Os passos arrastavam-se contrariados,
rumo ás horas do dia nascente,
em gestos de desencanto, pesados,
relutantes finais desse sortilégio, ainda tão presente,
dessa mistura fremente de brilhos e sons,
com olhos onde luziam recentes estrelas,
e amigos, e gestos, amores e dons,
e palavras nos lábios, a dizê-las...
Sonhava de dia, enquanto passavam, lentas,
essas horas doloridas, obrigatórias,
sem ventos, nem tempestades ou bonanças,
apenas rumos firmes, cardeais,
em bençãos e cruzes, de cruzados sinais,
escritos em fés e nas porfiadas esperanças
de gentes que achava estranhas, apenas cantando glórias,
totalmente alheias a dificuldades ou tormentas...

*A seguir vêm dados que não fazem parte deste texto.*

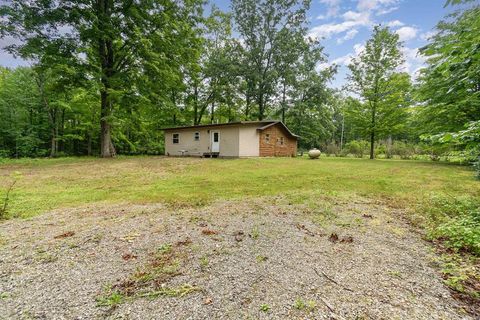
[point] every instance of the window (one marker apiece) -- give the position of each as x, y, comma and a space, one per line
267, 138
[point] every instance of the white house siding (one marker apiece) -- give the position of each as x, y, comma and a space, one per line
249, 141
229, 141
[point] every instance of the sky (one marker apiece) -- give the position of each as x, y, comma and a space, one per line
343, 26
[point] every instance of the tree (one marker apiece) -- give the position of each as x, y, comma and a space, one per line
264, 27
373, 77
117, 43
450, 84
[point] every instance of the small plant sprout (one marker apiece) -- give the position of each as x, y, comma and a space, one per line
255, 234
204, 262
164, 248
264, 307
261, 258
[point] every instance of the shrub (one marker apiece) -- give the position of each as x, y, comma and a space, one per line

Mas a noite era o meu espaço e o meu terreno,
onde escutava meus passos, que ecoavam fortes
nesses caminhos de mistérios variados,
por onde, pela mão, me levava a vida
em ais apenas esboçados, de paixão sentida,
e amores superlativos, em mágicas acalentados ,
todos eles como imensos ou pequenos nortes,
onde o acaso, sempre subtil, me chamava, em discreto aceno...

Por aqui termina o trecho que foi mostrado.